Technological Impact On The Insurance Industry
Mazzini thinks technologies are already in place and now it's a question of executing them. Technologies are strong enablers for digitalization and if you see technology from a business perspective, considering that the business is becoming highly digitalized, you can think about it in terms of how do you get into digital innovation which is going beyond digitizing your existing business. Mazzini explains the framework they have to assess in the digital journey you are into an area where we call advanced digital where your product starts to take advantage of the machine to machine interaction, you start to use the internet of things, implement usage-based insurance propositions, make more complex ecosystem integrations and work with comparison sites, aggregators robot advisors or even digital agents. According to Mazzini when you think about getting into an extreme digital innovation in this type of model you are leveraging the use of data of the context and the AI to make for example sales in one click or paperless and frictionless claim payments. And last but not least, for applications what we're seeing is the increasing adoption of low and no code-based applications mainly in the front end, where you have the battle for the customer experience but also in the back end, where you have many of the enablers of those experiences, but with this concept of having that digital middle layer what we're seeing is that most of the adoption first is being done in the front end and progressively going to the back end.

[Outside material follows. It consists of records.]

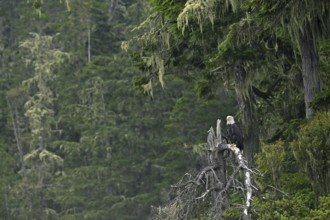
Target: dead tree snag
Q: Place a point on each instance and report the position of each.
(207, 192)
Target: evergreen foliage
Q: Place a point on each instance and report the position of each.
(104, 105)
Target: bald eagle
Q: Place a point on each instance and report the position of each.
(234, 133)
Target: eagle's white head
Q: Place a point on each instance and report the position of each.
(230, 120)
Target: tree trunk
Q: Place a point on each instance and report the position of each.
(246, 101)
(310, 68)
(218, 178)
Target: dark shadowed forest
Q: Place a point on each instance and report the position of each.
(106, 108)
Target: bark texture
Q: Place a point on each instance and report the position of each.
(310, 68)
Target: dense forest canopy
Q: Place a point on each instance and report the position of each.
(106, 104)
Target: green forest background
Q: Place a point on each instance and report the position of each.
(106, 104)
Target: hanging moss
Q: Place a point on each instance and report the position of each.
(312, 149)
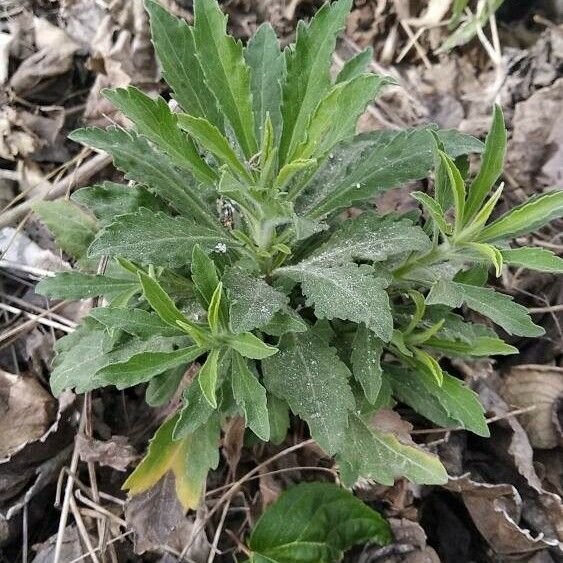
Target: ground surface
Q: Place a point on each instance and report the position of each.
(502, 502)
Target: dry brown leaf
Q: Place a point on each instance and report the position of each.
(26, 412)
(116, 452)
(541, 387)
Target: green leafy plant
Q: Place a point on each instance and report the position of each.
(314, 523)
(229, 247)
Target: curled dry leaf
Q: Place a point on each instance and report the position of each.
(26, 412)
(496, 512)
(541, 387)
(116, 452)
(157, 519)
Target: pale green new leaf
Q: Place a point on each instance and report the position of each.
(539, 259)
(498, 307)
(76, 285)
(253, 301)
(335, 117)
(308, 374)
(175, 48)
(267, 67)
(158, 123)
(366, 356)
(314, 523)
(225, 70)
(525, 218)
(375, 455)
(146, 365)
(72, 228)
(157, 238)
(370, 237)
(213, 140)
(308, 72)
(142, 163)
(492, 162)
(355, 66)
(250, 395)
(348, 292)
(451, 403)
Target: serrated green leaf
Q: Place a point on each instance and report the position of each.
(225, 70)
(434, 210)
(250, 346)
(355, 66)
(250, 395)
(194, 413)
(207, 377)
(381, 457)
(160, 301)
(308, 72)
(267, 67)
(525, 218)
(370, 237)
(365, 167)
(335, 118)
(314, 523)
(348, 292)
(308, 374)
(142, 163)
(136, 322)
(498, 307)
(366, 356)
(107, 200)
(157, 122)
(72, 228)
(76, 285)
(451, 403)
(213, 140)
(157, 238)
(539, 259)
(253, 301)
(175, 48)
(491, 165)
(142, 367)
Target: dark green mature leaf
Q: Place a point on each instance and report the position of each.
(136, 322)
(157, 238)
(76, 285)
(366, 166)
(267, 65)
(308, 374)
(370, 237)
(334, 119)
(194, 413)
(158, 123)
(225, 70)
(498, 307)
(491, 165)
(355, 66)
(381, 457)
(253, 301)
(348, 292)
(314, 523)
(175, 47)
(139, 161)
(250, 395)
(525, 218)
(448, 404)
(144, 366)
(107, 200)
(72, 228)
(308, 72)
(366, 356)
(539, 259)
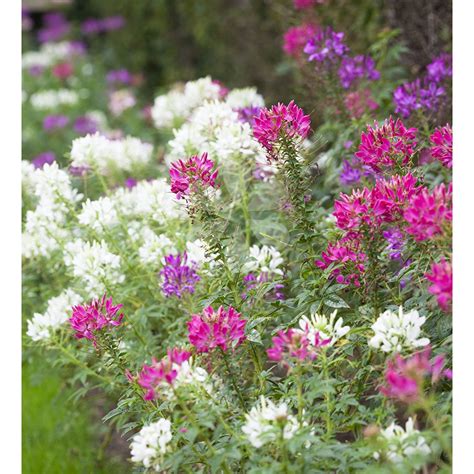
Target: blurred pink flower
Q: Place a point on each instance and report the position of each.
(221, 328)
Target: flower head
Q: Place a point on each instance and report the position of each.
(404, 378)
(442, 149)
(280, 122)
(387, 146)
(266, 423)
(395, 332)
(178, 277)
(89, 320)
(196, 173)
(429, 212)
(326, 46)
(151, 443)
(223, 328)
(295, 345)
(441, 277)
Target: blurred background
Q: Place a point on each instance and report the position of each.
(160, 42)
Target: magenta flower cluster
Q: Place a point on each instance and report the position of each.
(178, 277)
(281, 121)
(99, 315)
(296, 37)
(388, 146)
(442, 145)
(441, 278)
(192, 175)
(429, 212)
(426, 93)
(163, 371)
(404, 378)
(223, 328)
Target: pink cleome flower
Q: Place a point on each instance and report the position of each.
(163, 371)
(191, 175)
(370, 208)
(87, 320)
(442, 149)
(387, 146)
(441, 277)
(296, 37)
(404, 377)
(293, 345)
(429, 212)
(221, 328)
(281, 121)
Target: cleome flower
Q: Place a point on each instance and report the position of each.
(404, 378)
(319, 326)
(280, 121)
(174, 370)
(221, 328)
(192, 175)
(403, 445)
(395, 332)
(88, 320)
(41, 326)
(267, 422)
(441, 277)
(151, 443)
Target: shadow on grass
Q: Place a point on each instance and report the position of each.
(59, 436)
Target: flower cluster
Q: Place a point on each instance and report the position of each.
(281, 122)
(87, 321)
(178, 277)
(196, 174)
(441, 278)
(388, 146)
(397, 331)
(442, 145)
(429, 213)
(404, 378)
(267, 422)
(223, 328)
(151, 443)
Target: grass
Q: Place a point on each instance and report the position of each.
(60, 436)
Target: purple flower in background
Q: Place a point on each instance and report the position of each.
(54, 122)
(358, 67)
(85, 124)
(441, 68)
(248, 114)
(326, 45)
(47, 157)
(130, 183)
(349, 175)
(395, 241)
(178, 277)
(120, 76)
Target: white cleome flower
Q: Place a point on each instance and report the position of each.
(395, 332)
(404, 445)
(151, 443)
(98, 214)
(94, 264)
(57, 313)
(327, 328)
(266, 421)
(265, 259)
(245, 97)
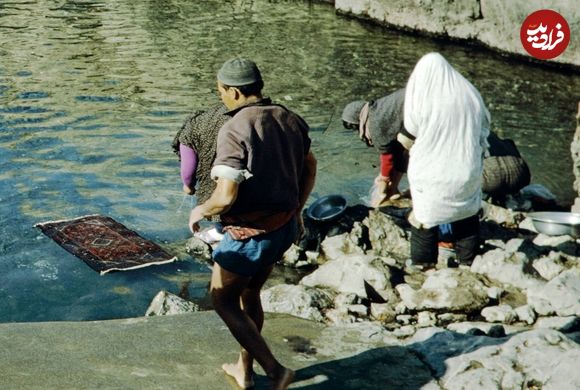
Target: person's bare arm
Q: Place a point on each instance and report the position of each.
(307, 179)
(220, 201)
(306, 185)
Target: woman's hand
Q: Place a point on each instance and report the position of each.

Trust, A Challenge For Enabling Technologies
"Customers are not sure whether they want to give insurers their data or not and establishing that trusting relationship is going to be key to be able to do anything with data."
From Rose Hall's perspective, a challenge for enabling technologies is trust. The challenge right now is that customers are not sure whether they want to give insurers their data or not and establishing that trusting relationship is going to be key to being able to do anything with data. Then you work backward, you look at the techno, you look at the data that you want to be able to adjust the way we underwrite the risk or adjust the way we think about their risk or provide customized or tailored programs or whatever it is that we're trying to do and you work backward from there and then we get to tech adoption which is where we started here in the ecosystem. According to Hall, thinking about a construction company and about all the different technologies that they are using, the first thing that needs to happen is all those things need to be integrated within their own company to make meaningful data to send and interpret that meaningful data in a meaningful way.